CAD Outperforms on BoC, Oil

by Adam Button
May 25, 2016 23:51

The Bank of Canada took a more-neutral stance than expected on Wednesday and along with rising oil prices that helped made the Canadian dollar the top performer while the yen lagged. Australian capex data and the New Zealand budget are due later. The Premium Insights added a 2nd CAD long to the trades ahead of the BoC decision and EIA inventory announcement. Full rationale and charts analysis to the CAD and other trades is in today's Premium Video.

Most analysts were looking for a hint at a lower trajectory for growth and inflation from the BoC but the communication was strictly neutral. Growth will be dinged by the forest fires in Q2 but the BOC expects a positive payback in Q3 and said the economy was evolving as expected.

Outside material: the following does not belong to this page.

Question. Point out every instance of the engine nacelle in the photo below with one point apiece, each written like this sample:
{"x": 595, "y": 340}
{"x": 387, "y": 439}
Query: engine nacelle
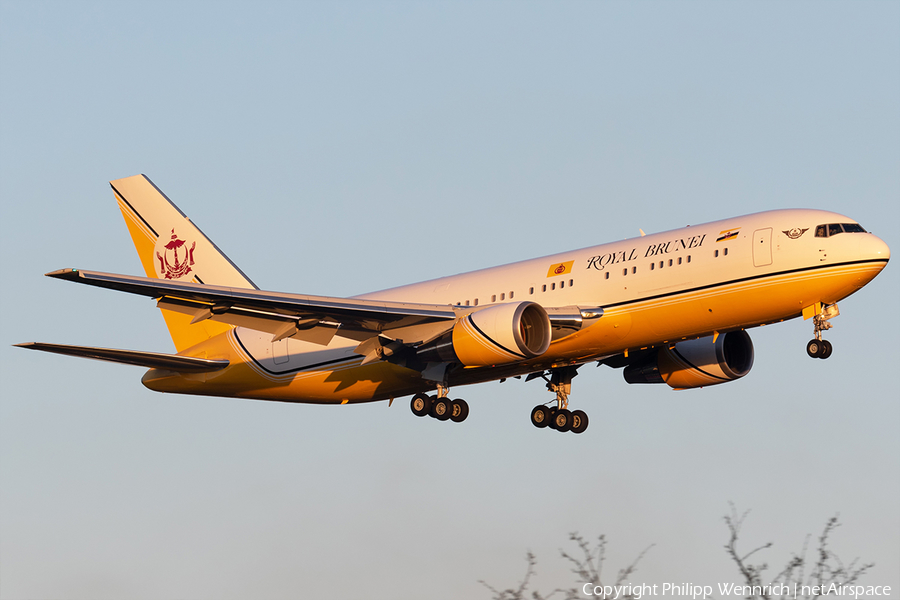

They added a touch of skepticism on oil prices as they noted that temporary supply disruptions were helping to lift prices. In policy, however, the BOC will deal with whatever the oil market delivers. On Wednesday, it was more gains on the back of tighter supply in the API and EIA reports. WTI finished more than $1 higher to $49.65. The $50 level is a psychological level but the October high of $50.92 is the technical one to watch.

US dollar news was mixed. The advance trade balance report showed a $57.5B deficit compared to $60.0B expected but the Markit services PMI slipped to 51.2 from 53.0. In broad terms, the dollar was little changed despite another strong day in the stock market.

Cable closed at the highest level since early January and is nearing the May intraday high of 1.4770. Oddsmakers now see a Brexit as a longshot and that's helping to fuel gains.

The Australian dollar bounced around by risk sentiment and the falling Chinese yuan. Today the focus shifts to investment spending and forecasts are for a 3.5% contraction in Q1 in the 0130 GMT report. The number will offer some insight into how deeply mining companies have retrenched but at the same time, if resource prices can hold, that might represent a trough.

The other event to watch is the New Zealand budget at 0200 GMT. Any measures to cool the housing market would give the RBNZ more leeway to cut rates. Alternately, extra stimulus may lead Wheeler to believe that better growth and inflation numbers are in the pipeline.